With a more networked architecture, cyber security is a paramount design requirement for digital solutions. In most instances, remote connectivity and cloud solutions are foundational components for advanced digital applications and the efficiencies they offer. However ABB says it is witnessing hesitation by some power generation operators to adopt networked digital technologies due to concerns around exposing their systems to cyberattack.
“Although there is plenty of excitement around positive impacts of digitalization such as gains from process optimization, reduced maintenance costs, and increased revenues from higher availability factors, within the power generation industry, there is still hesitancy to adopt more networked digital solutions. Simply put, for many generators, cyber security concerns and their potential to impact safety and availability outweigh the benefits of digitalization. The reality is that cyber risks of a more connected world can be managed. Trust is essential — a utility must allow the transfer, monitoring, and analysis of their data before realizing the benefits that result from big data insights,” said Susan Peterson-Sturm, ABB’s digital lead for Power and Water.
In response to these concerns and to complement its extensive cyber security portfolio of products and services, ABB has unveiled a six-pillar systematic approach to addressing cyber security among the power generation industry that illustrates how to apply the best practice learnings from system design through to retirement stages of power process equipment. It comprises:
- Identify – An organizations commitment to align to baseline security requirements, and then routinely measure themselves against those baseline requirements.

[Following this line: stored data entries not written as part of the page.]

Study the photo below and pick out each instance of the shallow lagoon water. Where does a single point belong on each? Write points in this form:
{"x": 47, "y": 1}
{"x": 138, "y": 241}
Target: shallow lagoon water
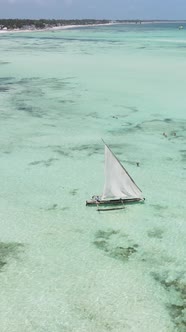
{"x": 64, "y": 266}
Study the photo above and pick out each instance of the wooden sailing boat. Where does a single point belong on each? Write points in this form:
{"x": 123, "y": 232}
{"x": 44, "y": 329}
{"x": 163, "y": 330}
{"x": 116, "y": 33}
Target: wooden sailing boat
{"x": 119, "y": 187}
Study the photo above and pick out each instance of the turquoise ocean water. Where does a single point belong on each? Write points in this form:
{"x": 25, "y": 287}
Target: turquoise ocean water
{"x": 64, "y": 267}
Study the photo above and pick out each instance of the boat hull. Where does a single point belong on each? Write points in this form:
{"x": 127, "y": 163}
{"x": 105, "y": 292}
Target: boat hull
{"x": 114, "y": 201}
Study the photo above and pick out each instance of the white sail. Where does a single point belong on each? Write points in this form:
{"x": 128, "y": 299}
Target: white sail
{"x": 118, "y": 183}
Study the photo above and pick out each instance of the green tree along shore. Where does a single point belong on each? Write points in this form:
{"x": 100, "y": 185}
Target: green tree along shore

- Protect - The goal is to minimize unnecessary exposure to potential vulnerabilities.
- Detect - A proactive approach to threat and vulnerability management.
- Respond - It is likely that all power generation organizations will eventually experience a security incident. The impact of that event is largely determined by the strength of a company’s incident response capabilities.
- Recover – Power generation organizations must be able to back up and restore their systems to a near real-time position regardless of whether the event was caused by a cyber-attack, human error or physical failures. The key to managing an incident is how effectively an organization is able to recover.
- Comply – With regulatory compliance and training
ABB says that while technologies can be effective in spotting cyber threats and vulnerabilities, the key to best mitigating cyber risk or recovering quickly after an attack is to embed these six pillars in an organization’s behaviors and culture.
“When these concepts are implemented, utilities have more confidence in the security posture of their operations and services, knowing that they have the right checks, balances and behaviors in place to enable them to take best advantage of the latest networked digital solutions,” concludes Peterson-Sturm.